Foram quantos anos de casamento?

Ah, eu vivi com ela cerca de 20 anos. Depois, eu como artista, comecei a fazer uma série de piruetas que não foram aprovadas, mas nunca deixamos de ser amigos e o meu respeito por ela não tem medida. Além de que hoje me faz uma falta enorme eu não chegar aqui e, de imediato, telefonar para ela, que mais do que um horóscopo era minha condutora. Nas minhas loucuras eu nunca deixei de perguntá-la o que é que eu deveria fazer, para ver se eu escapava com vida, e ela era quem me aconselhava. Nunca deixou de me aconselhar. É a única pessoa que eu posso dizer: se eu fui perdoado por alguém, e isso me deixa muito satisfeito e em paz com a vida, foi por ela, porque ela conhecia meus antecedentes. Nenhum dos outros, nem minhas filhas mais velhas nem as mais novas, conhecem nada da minha vida.

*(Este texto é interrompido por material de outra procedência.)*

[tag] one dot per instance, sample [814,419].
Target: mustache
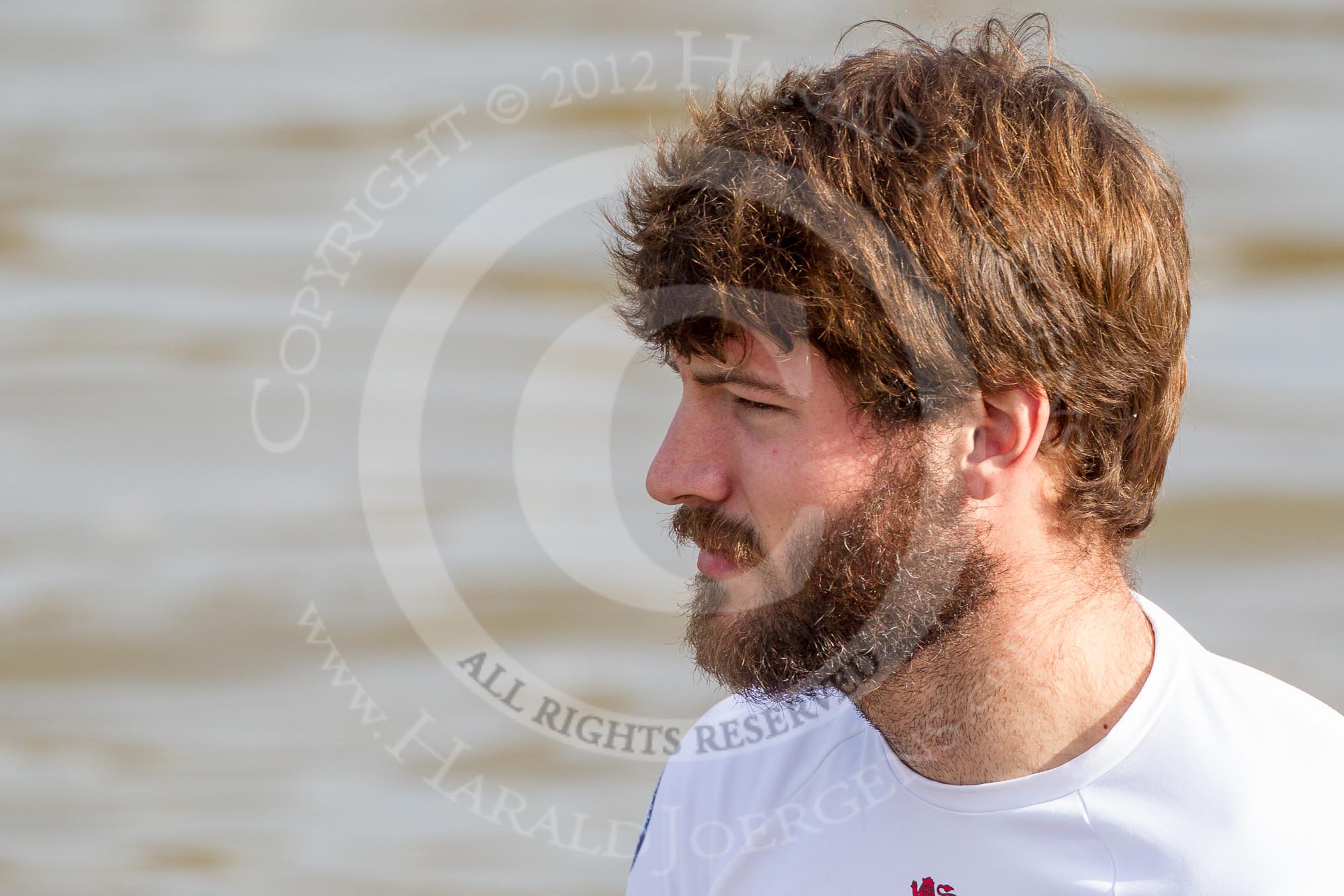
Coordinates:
[716,532]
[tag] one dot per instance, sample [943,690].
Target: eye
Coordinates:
[754,406]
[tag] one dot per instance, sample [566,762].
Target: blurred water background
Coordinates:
[168,171]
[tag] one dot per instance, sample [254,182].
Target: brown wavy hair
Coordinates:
[981,172]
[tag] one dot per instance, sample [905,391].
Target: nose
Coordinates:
[689,467]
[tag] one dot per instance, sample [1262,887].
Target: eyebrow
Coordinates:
[732,375]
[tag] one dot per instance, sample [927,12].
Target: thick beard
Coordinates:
[895,571]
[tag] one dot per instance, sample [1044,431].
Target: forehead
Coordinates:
[750,351]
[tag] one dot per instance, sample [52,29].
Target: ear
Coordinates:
[1001,437]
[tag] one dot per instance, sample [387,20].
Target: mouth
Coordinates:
[716,566]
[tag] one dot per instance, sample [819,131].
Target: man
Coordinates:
[929,309]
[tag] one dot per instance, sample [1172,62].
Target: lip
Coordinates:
[715,565]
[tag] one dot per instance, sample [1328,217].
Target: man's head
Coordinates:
[968,277]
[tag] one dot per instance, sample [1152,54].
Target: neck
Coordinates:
[1026,684]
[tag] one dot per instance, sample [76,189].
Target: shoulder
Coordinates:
[749,754]
[738,765]
[1239,704]
[1262,706]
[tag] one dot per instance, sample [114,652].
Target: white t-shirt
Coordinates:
[1218,779]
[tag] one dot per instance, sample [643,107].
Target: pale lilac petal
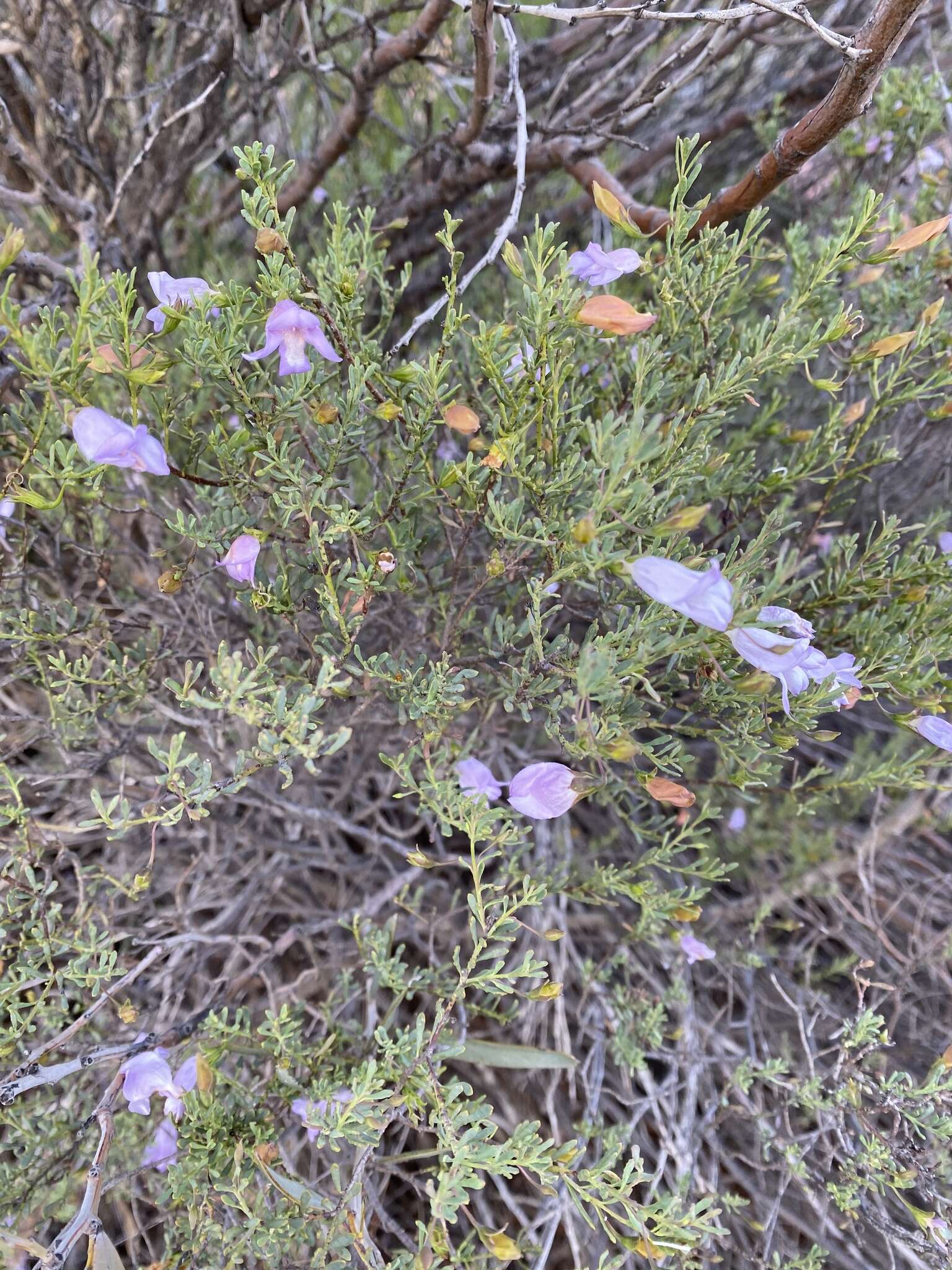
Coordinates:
[271,345]
[705,597]
[174,291]
[103,440]
[695,950]
[542,790]
[316,338]
[599,267]
[776,654]
[288,328]
[935,729]
[294,356]
[145,1075]
[477,779]
[239,561]
[186,1078]
[736,819]
[163,1147]
[772,615]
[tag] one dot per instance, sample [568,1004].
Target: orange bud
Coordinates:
[615,315]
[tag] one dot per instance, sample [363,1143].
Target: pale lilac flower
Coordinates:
[7,507]
[148,1073]
[288,328]
[772,615]
[736,819]
[103,440]
[695,950]
[599,267]
[174,294]
[306,1108]
[821,667]
[542,790]
[517,366]
[776,654]
[705,597]
[186,1078]
[163,1147]
[239,562]
[935,729]
[477,779]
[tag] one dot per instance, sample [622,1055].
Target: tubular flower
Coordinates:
[772,615]
[178,293]
[599,267]
[696,950]
[289,328]
[477,779]
[103,440]
[148,1073]
[239,562]
[184,1078]
[935,729]
[776,654]
[821,667]
[163,1147]
[705,597]
[542,790]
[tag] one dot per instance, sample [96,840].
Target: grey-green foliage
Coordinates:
[742,402]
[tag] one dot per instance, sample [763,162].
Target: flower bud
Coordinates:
[13,243]
[268,241]
[584,531]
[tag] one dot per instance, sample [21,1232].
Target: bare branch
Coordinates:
[522,139]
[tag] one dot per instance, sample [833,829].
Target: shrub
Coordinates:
[506,1036]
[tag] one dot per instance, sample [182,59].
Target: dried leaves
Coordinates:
[615,315]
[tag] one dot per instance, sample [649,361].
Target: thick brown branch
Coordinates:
[374,66]
[484,74]
[879,38]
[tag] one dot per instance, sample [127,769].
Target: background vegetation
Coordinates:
[426,1029]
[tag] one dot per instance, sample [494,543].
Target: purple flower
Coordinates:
[477,779]
[104,440]
[307,1108]
[239,561]
[184,1078]
[776,654]
[705,597]
[819,667]
[163,1147]
[517,366]
[772,615]
[599,267]
[148,1073]
[174,293]
[695,950]
[7,507]
[289,328]
[736,819]
[542,790]
[935,729]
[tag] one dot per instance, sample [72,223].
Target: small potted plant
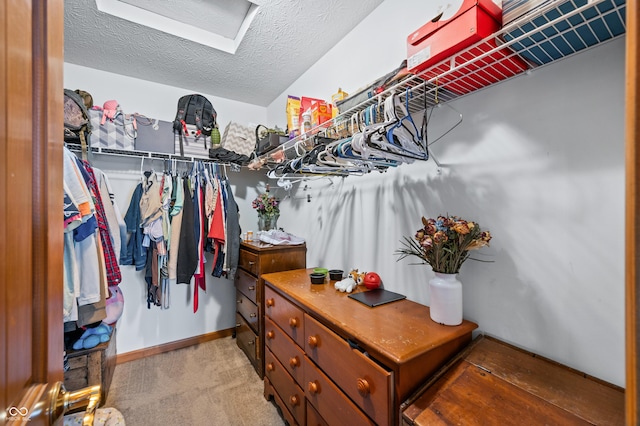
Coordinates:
[268,208]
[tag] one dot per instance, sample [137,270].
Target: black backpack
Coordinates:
[77,125]
[195,110]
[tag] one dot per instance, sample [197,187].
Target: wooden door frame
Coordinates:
[632,212]
[31,199]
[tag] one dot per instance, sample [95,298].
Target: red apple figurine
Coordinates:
[372,280]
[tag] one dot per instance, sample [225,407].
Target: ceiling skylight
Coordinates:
[220,24]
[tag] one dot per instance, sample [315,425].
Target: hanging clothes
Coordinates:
[187,260]
[233,232]
[135,253]
[176,226]
[114,276]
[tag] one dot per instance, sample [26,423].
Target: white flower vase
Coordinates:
[446,299]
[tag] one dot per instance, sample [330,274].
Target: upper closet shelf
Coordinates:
[144,154]
[554,30]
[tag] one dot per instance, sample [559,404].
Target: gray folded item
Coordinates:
[277,237]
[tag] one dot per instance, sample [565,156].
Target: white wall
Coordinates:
[140,327]
[538,160]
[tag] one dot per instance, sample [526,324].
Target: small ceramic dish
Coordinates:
[317,278]
[336,274]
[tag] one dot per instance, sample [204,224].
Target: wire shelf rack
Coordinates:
[554,30]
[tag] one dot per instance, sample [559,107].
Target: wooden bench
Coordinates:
[494,383]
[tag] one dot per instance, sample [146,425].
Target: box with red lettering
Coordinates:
[453,31]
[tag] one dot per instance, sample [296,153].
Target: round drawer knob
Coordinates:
[294,400]
[363,387]
[313,341]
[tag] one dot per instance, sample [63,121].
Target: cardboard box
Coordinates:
[442,36]
[320,113]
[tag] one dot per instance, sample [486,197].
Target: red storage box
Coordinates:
[441,37]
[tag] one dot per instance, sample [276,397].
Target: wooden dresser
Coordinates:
[331,360]
[89,367]
[258,258]
[493,383]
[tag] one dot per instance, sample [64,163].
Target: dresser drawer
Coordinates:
[330,402]
[290,355]
[289,317]
[313,417]
[247,284]
[248,310]
[361,378]
[247,340]
[290,393]
[249,262]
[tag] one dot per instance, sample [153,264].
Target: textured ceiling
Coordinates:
[284,40]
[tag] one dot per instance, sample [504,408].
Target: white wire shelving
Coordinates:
[552,31]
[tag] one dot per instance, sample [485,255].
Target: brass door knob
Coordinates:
[294,400]
[363,387]
[313,387]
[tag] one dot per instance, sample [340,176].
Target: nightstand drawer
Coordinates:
[361,378]
[313,417]
[330,402]
[247,340]
[286,315]
[285,349]
[248,310]
[290,393]
[248,285]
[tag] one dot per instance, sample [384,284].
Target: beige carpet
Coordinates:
[208,384]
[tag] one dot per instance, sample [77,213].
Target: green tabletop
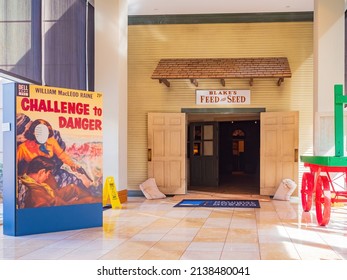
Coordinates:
[325,160]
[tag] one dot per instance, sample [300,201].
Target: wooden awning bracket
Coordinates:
[251,81]
[164,81]
[221,69]
[194,82]
[280,81]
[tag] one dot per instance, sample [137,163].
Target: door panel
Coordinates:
[204,154]
[167,151]
[279,141]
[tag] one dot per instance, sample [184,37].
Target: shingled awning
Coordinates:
[222,68]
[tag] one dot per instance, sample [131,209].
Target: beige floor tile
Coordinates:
[240,255]
[197,255]
[206,246]
[130,250]
[171,246]
[211,235]
[159,254]
[155,230]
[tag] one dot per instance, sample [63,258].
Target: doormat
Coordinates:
[226,203]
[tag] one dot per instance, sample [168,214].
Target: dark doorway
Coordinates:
[238,158]
[239,161]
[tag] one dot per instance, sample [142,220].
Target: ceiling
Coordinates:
[167,7]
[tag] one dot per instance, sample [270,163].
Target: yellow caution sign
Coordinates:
[110,194]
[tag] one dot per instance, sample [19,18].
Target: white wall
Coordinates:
[329,65]
[111,25]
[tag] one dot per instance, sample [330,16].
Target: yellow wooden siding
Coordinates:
[149,43]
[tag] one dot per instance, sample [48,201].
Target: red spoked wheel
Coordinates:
[323,201]
[307,184]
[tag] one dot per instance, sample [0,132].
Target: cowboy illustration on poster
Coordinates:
[59,147]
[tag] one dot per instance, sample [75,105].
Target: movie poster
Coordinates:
[59,146]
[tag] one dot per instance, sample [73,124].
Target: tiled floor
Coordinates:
[154,229]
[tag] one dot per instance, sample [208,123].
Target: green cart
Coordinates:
[323,181]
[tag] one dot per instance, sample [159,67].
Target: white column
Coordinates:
[329,64]
[111,25]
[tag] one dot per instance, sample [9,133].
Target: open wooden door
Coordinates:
[279,141]
[167,151]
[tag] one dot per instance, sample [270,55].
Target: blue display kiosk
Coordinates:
[19,221]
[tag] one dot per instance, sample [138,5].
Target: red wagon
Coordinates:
[323,182]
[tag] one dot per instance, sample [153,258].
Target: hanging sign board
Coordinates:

O que, aliás, de alguma forma nos proíbe de fazer julgamento a respeito dos nossos pais é a diferença de anos que existe entre eles e nós. Porque - você note - havia entre eu e meu pai uma diferença de trinta anos. Quando ele tinha 50 eu tinha 20. Será que com 20 anos eu podia julgar? Como é que eu ia adivinhar nesse período em que eu nada sabia? É impossível você julgar, mas acontece que dona Deborah conheceu meu pai, conheceu minha vó, todos os meus irmãos, morou na casa onde eu nasci, viajou comigo, conhece todos os meus antecedentes, pecados e virtudes. Não se vê em matéria de guerra onde se diz: ‘fulano protegeu a retaguarda?’. Sem essa proteção de retaguarda você não consegue coisa nenhuma. Ela protegeu a minha retaguarda e eu pude fazer isso aqui, que ela respeitou à distância, sem procurar interferir.